Country reports
This is a story about the elections and, in particular, of the day and night of December 19, when the citizens’ peaceful demonstration against falsified elections was brutally suppressed by the police. The novel presents two views on the developments in parallel. The first one shows how the events are interpreted by the state regime and currently widely publicized by state-run newspapers and television. The other version was assembled from information presented by independent media, which for the most part can exist only in the Internet, i.e. blogs, oppositional websites, users’ comments, testimonies of victims and political activists.
The situation in Belarus is portrayed by the novel in the status as of mid January 2011. Now, two months after the opposition crackdown in Belarus, the greater part of several hundreds of arrested citizens is already released. However, the wave of political repressions continues: throughout the country, offices of democratic parties and NGOs get searched, opposition activists and just ordinary citizens, who came to express their political opinion in the Square on December 19, are called in question by the police and KGB. Over 50 people, several former presidential candidates and opposition party leaders among them, are either incriminated or suspected of being responsible for the December 19 Cause. They remain either imprisoned or bound by house arrest or bail conditions; many of them are facing a criminal sentence of up to 15 years in jail.

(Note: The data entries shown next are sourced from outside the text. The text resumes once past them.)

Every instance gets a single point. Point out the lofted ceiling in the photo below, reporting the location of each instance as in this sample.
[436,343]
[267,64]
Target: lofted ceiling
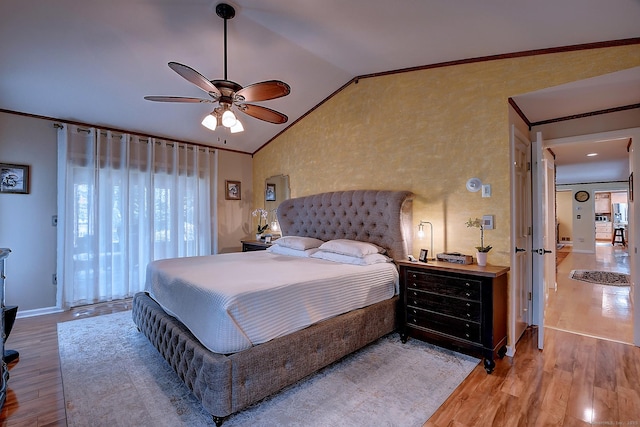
[93,61]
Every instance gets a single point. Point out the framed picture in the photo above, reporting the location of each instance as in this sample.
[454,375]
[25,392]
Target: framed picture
[270,193]
[232,190]
[14,178]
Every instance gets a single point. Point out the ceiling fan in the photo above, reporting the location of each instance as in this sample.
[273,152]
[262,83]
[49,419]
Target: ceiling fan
[228,94]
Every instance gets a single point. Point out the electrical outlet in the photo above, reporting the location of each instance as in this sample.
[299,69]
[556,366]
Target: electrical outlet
[486,190]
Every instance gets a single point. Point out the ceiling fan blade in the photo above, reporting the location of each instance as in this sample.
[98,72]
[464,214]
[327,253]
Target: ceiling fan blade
[176,99]
[263,91]
[263,113]
[195,77]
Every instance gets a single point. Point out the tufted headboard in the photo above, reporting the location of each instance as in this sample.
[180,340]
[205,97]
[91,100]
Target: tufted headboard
[380,217]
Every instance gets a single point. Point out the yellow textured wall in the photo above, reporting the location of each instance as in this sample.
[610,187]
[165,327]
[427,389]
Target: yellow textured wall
[428,131]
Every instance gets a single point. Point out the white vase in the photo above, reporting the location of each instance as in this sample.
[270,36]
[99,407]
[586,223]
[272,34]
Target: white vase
[482,258]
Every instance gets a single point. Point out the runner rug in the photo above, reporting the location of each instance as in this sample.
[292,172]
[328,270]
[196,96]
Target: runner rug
[113,376]
[600,277]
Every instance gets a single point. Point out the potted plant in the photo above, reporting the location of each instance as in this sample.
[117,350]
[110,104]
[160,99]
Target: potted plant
[261,214]
[482,250]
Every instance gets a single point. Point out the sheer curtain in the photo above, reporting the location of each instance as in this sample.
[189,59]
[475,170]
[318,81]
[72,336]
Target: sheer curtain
[123,201]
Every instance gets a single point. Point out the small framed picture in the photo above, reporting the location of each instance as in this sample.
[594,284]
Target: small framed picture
[14,178]
[232,190]
[270,193]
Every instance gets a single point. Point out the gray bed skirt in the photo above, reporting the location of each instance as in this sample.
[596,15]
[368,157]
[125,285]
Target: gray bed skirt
[226,384]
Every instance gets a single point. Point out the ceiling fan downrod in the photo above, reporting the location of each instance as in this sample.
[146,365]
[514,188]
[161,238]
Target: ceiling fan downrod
[225,11]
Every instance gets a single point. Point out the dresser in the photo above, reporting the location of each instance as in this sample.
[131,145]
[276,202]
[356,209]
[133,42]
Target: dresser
[460,307]
[4,253]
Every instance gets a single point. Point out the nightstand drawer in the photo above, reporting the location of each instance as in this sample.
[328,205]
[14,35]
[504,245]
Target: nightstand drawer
[454,307]
[466,330]
[452,286]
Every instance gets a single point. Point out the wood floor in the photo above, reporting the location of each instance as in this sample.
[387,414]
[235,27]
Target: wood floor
[591,309]
[577,380]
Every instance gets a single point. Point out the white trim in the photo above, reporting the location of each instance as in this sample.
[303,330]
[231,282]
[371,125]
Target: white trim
[38,312]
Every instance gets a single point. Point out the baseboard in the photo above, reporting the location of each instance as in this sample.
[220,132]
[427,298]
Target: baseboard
[38,312]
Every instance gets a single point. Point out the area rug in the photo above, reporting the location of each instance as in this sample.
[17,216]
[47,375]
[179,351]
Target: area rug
[600,277]
[113,376]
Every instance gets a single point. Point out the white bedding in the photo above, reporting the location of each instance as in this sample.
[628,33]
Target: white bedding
[233,301]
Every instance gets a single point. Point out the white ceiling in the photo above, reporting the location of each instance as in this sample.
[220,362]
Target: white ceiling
[93,61]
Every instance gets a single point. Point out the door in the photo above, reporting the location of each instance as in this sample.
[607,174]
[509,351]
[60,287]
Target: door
[521,226]
[543,232]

Please help raising public awareness about the ongoing violations of human rights in Belarus! Stay solidary with the Belarusian civil society and urge for an immediate termination of political repressions in this country!
The author of the project is Marina Naprushkina, 29, a Berlin-based political artist and activist. Ms. Naprushkina was born and grew up in Minsk, Belarus; she received arts education at Minsk Arts School named after A.Hlebau and Städelschule in Frankfurt/Main, Germany. Ms. Naprushkina works in various media, including painting, video, and installation. “The Office for Anti-Propaganda” is her main project. It is devoted to analyzing mechanisms of political propaganda. This critical study is focused on the authoritarian regime of today’s Belarus.
Marina Naprushkina designed the graphic novel “The Convincing Victory: two stories on what really happened” with help of Olga Kopenkina, Yana Saturn, and Tobias Weihmann.
The graphic novel is available in English and Russian.